Yani burda alınan hizmet KV stopajına tabidir. Ancak Fransa ile aramızdaki vergi anlaşması gereği. Stopajı önleyen bir koşul olup olmadığı belirleyici olacaktır. YANİ ANLAŞMAYA BAKINIZ.
 
Son düzenleme:
Hizmetten yurt içinden yararlanılmış ise KDV ye tabi tutularak vergilendirilmesi, hizmetten yurt dışından yararlanılmış ise KDV ye tabi tutulmadan giderleştirilmesi gerekir. Hizmetin konusu ücret, serbest meslek, sair kazanç ve irat ise stopaja tabi tutularak vergilendirilmesi, hizmetin konusu ticari kazanç ise stopaja tabi tutulmadan giderleştirilmesi gerekir. Yurt dışına ödenecek hizmet bedeli net olup, KDV veya stopajın hesabında hizmet bedelinin brüt tutarı dikkate alınmalıdır.

Yurt dışından temin edilen hizmetler karşılığı alınan yüksek tutardaki faturalar için yurt dışı temsilciliklerimizin onayı mutlaka aranmalı, yurt dışından gelen faturaların temin edilen hizmet ve bu hizmetin de mükellefin ticari faaliyeti ile ilgili ve uyumlu olmasına dikkat edilmelidir.

Yurt dışı hizmet karşılığı alınması gereken belge gelmeden (temin edilmeden) bir miktar avansın ödenmesi veya tamamının ödenmesi gider yazılması için yeterli olmayıp, gider yazılması için belgenin temini şarttır. Ancak, belge temin edildiği halde hizmet bedelinin henüz ödenmeden sadece belgeye dayanarak gider yazılıp yazılmayacağı konusu da tartışmalıdır.

Yurt dışından sağlanan hizmetler karşılığı, temin edilen belgelerin bedellerinin ne şekilde ödeneceğine dair mevzuatımızda açık bir ifade veya düzenleme bulunmamakla beraber, yurt dışından sağlanan hizmetler karşılığı temin edilen belgelerin (fatura) bedellerinin kambiyo mevzuatı dışında tutulmuş olmasından dolayı, ödemelerin banka aracılığı ile yapıldıktan sonra gider yazılmasında fayda vardır.. İthal edilen mal bedelinin ödenmesi veya prosedürü kambiyo mevzuatına tabi olduğu ve ilgili bankaların kambiyo birimlerince de takip edildiği bilinmektedir.
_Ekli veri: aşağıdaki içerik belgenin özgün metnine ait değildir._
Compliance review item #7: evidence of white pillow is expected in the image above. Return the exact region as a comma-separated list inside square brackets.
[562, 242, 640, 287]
Ancak, hizmet bedelinin takibi kambiyo mevzuatı dışında olması veya bankaların kambiyo birimlerince takibi söz konusu olmadığından konu tamamen mükellefin takibat ve işlemlerine bırakılmış bulunmaktadır.

Hizmetle ilgili fatura ve benzeri belgenin, hizmetten faydalananın eline muhtelif nedenlerle gecikmeli olarak geçmesi halinde, gecikmeli olarak KDV sorumlusuna ulaşmış belgeler bakımından beyan zamanı, belgenin vergi sorumlusunun eline geçtiği tarih itibariyle olmalıdır.

Globalleşen ekonomi, uluslararası rekabet, iç ve dış pazarlarda yaşanan ekonomik sıkıntılar vb. gelişmeler karşısında,dış ticaret mevzuatı ve vergi düzenlemeleri ilişkisinin çok iyi kurularak, düzenlemelerin de buna göre yapılmasında fayda bulunmaktadır. Ayrıca, yurt dışından sağlanan hizmetler için temin edilen belgelerin ne şekilde vergilendirileceğine (hizmetin türü, hizmetten nerede ve nasıl yararlanıldığı) yönelik uygulamada hatalı işlemler veya farklı uygulamaların önüne geçmek için, idare tarafından günün koşullarına göre sağlıklı bir düzenlemeye (tebliğ) ihtiyaç bulunmaktadır.